Web designer, developer and digital nomad. I also like films, live music, taking photos and making cocktails.
Some thoughts on Dubai
I originally wrote this while I was in Dubai, the first stop on my trip East.
I’m not going to say anything groundbreaking here but Dubai seems to be a bizarre city of contrasts and extravagance, and yet it’s also quite a fascinating place.
Women in burkhas stroll through the enormous shopping malls alongside Russian WAGs in figure-hugging skirts, while Filipino housemaids look after the kids at home. Young Emiratis tear their Ferraris past the lines of taxis driven without fail by Bangladeshi or Pakistani immigrants. Western tourists sunbathe on the beach, while South Asian construction workers labour in the blistering hot sun building the next luxury attraction.
The racial segmentation and gaudy consumerism remind me somewhat of the caste system and consumption-driven dystopia in Aldous Huxley’s “A Brave New World”. But as some of the taxi drivers explain, at least here they feel safe from crime, and the little that they earn is still more than they could earn at home.
The effect of petrodollars is clear to see. How else could a small fishing town of 40,000 become a metropolis of more than 2 million in just 50 years with more skyscrapers than either Hong Kong and New York? It must have been a city planner’s dream to have been involved with Dubai from the start and help it in its endless quest to provide water-front properties for everyone who can afford one. It certainly feels like a real-life version of SimCity.
As a tourist it seems there is little to do but shop, sunbathe, eat or go to one of the outrageous (seen as we’re in the desert) attractions, like the water parks or artificial ski slope. For some that is holiday heaven, but I tend to look for something a bit more fulfilling…
Several questions linger in my head throughout my short stay:
• Are all the apartments in the hundreds of skyscrapers actually full? Because it seems rather quiet…
• Where does all the fresh water come from to fill all the swimming pools and attractions? Desalination and all those air conditioners must be incredibly energy intensive…
• Have they built and done enough to ensure Dubai’s success even when all the region’s petrodollars have gone? The jury is still out…
Whatever my thoughts on the place, the real reason I’m here is to visit my old friend Jack and fiancé Rhiannon, before continuing my journey onto Thailand.

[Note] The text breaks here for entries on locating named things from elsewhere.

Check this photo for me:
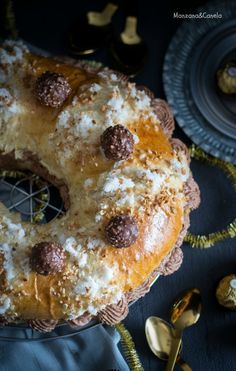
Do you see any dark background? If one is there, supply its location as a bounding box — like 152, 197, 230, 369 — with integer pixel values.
4, 0, 236, 371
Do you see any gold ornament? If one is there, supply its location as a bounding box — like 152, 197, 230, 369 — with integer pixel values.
184, 144, 236, 248
216, 274, 236, 310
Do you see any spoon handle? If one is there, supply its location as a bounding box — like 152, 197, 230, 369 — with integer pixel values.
166, 329, 182, 371
176, 356, 192, 371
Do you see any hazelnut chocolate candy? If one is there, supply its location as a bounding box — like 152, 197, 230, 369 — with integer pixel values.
35, 71, 71, 108
101, 125, 134, 161
105, 215, 139, 248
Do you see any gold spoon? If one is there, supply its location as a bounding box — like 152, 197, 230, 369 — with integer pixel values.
166, 288, 202, 371
145, 316, 192, 371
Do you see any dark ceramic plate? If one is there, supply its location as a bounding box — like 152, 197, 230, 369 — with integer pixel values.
163, 0, 236, 164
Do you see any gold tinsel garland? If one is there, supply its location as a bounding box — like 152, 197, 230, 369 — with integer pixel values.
115, 323, 144, 371
184, 145, 236, 249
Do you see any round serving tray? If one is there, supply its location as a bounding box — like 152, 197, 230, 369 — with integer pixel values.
163, 0, 236, 164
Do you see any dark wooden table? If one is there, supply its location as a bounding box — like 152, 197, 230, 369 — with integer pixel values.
11, 0, 236, 371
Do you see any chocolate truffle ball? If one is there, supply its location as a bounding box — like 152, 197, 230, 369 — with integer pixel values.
31, 242, 66, 276
101, 125, 134, 161
35, 71, 71, 108
105, 215, 139, 248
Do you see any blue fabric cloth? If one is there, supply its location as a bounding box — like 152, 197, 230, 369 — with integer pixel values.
0, 325, 129, 371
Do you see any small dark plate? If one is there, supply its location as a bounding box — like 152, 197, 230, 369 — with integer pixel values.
163, 0, 236, 164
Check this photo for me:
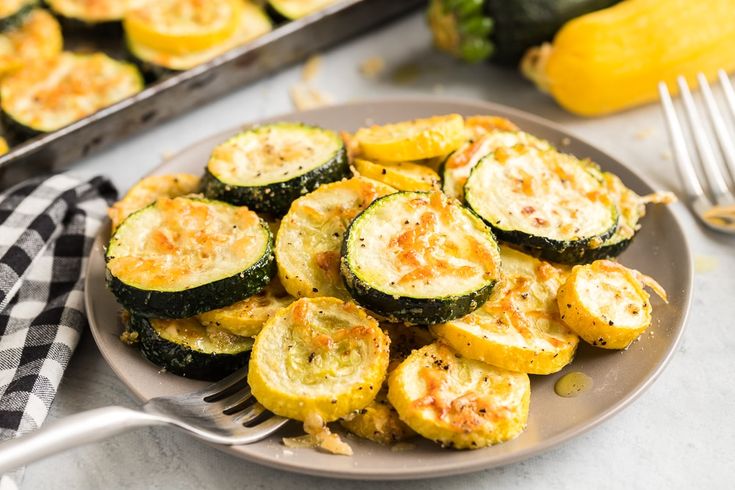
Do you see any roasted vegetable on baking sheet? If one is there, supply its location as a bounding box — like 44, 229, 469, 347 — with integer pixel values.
428, 0, 620, 64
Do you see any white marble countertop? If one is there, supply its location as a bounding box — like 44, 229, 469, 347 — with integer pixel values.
23, 9, 735, 490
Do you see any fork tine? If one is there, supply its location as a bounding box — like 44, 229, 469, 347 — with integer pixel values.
717, 70, 735, 118
658, 82, 704, 201
697, 73, 735, 182
676, 76, 730, 201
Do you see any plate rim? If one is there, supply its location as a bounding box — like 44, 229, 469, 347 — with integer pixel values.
84, 95, 694, 481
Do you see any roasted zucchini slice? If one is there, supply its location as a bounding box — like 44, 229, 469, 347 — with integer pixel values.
198, 277, 294, 337
0, 9, 63, 76
558, 260, 666, 349
464, 145, 618, 262
123, 0, 243, 54
0, 0, 39, 32
388, 343, 531, 449
276, 177, 395, 299
107, 174, 199, 232
203, 122, 349, 215
248, 298, 390, 422
353, 158, 439, 191
355, 114, 464, 162
46, 0, 148, 27
106, 197, 276, 318
129, 315, 253, 381
126, 2, 273, 77
268, 0, 339, 20
0, 52, 143, 136
341, 191, 500, 324
431, 246, 579, 374
440, 127, 551, 201
546, 172, 646, 264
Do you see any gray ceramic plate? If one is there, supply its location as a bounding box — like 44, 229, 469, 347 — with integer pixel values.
86, 98, 692, 479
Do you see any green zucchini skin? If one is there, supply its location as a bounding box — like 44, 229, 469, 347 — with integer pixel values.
340, 262, 496, 325
105, 251, 276, 318
340, 192, 500, 325
129, 315, 250, 381
0, 0, 39, 32
202, 126, 350, 216
429, 0, 620, 65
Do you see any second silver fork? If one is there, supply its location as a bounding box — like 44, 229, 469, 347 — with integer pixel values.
659, 70, 735, 234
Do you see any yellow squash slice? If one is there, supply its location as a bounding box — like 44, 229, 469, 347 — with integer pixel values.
127, 2, 273, 71
340, 389, 416, 446
276, 177, 395, 299
107, 174, 199, 231
340, 323, 434, 445
199, 278, 294, 337
123, 0, 242, 54
558, 260, 666, 349
431, 246, 579, 374
388, 343, 531, 449
248, 298, 390, 422
355, 114, 465, 162
464, 116, 520, 141
354, 158, 440, 191
0, 9, 63, 75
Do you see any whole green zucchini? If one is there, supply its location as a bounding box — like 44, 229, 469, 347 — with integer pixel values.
428, 0, 620, 64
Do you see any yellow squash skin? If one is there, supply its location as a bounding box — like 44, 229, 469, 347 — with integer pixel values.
248, 298, 390, 422
198, 277, 294, 337
431, 246, 579, 374
388, 342, 531, 449
355, 114, 465, 162
522, 0, 735, 116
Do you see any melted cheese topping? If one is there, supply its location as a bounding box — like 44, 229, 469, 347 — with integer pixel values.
107, 174, 199, 231
271, 0, 339, 19
574, 261, 650, 329
127, 2, 273, 71
603, 172, 646, 244
107, 197, 270, 291
0, 53, 143, 132
388, 343, 530, 448
436, 246, 577, 353
276, 178, 395, 299
442, 129, 551, 200
126, 0, 239, 37
207, 123, 344, 186
198, 279, 294, 337
248, 298, 389, 422
347, 191, 499, 298
46, 0, 148, 22
149, 318, 253, 354
465, 145, 617, 240
0, 9, 62, 75
0, 0, 37, 18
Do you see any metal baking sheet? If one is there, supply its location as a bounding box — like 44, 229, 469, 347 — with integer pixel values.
0, 0, 425, 188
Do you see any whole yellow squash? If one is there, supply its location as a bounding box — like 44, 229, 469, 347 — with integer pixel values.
521, 0, 735, 116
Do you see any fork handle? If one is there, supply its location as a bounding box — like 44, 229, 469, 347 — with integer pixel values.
0, 407, 166, 475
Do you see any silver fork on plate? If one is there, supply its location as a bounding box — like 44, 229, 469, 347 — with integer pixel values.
658, 70, 735, 234
0, 370, 288, 475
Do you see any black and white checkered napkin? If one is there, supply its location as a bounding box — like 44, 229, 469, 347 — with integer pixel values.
0, 174, 116, 489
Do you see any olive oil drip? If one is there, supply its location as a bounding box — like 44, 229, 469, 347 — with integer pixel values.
554, 371, 592, 398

We spend a lovely long weekend together. There is lots to catch-up on, including their upcoming wedding which won’t be until 2015 but I’m proud to say I have an important role to play - co-best-man! More on that later!
We enjoy lots of good food, ranging from one of Dubai’s infamous buffet brunches to a cracking cheap vegetarian curry house where we are the only Westerners.
On the Saturday afternoon Jack and I indulge in a trip to Wild Wadi water park, which has two particularly good slides that get the heart racing.
On Sunday evening I take an overnight flight to Bangkok. I’ll be there for a week of sightseeing (and bit of work) before heading up north to Chiang Mai, where I will be based for some time.
This will be my first visit to Thailand. I’m excited and only a little bit nervous.
• Is Bangkok really as hectic as everyone makes it out to be?
• Will my dream of being a digital nomad become a reality?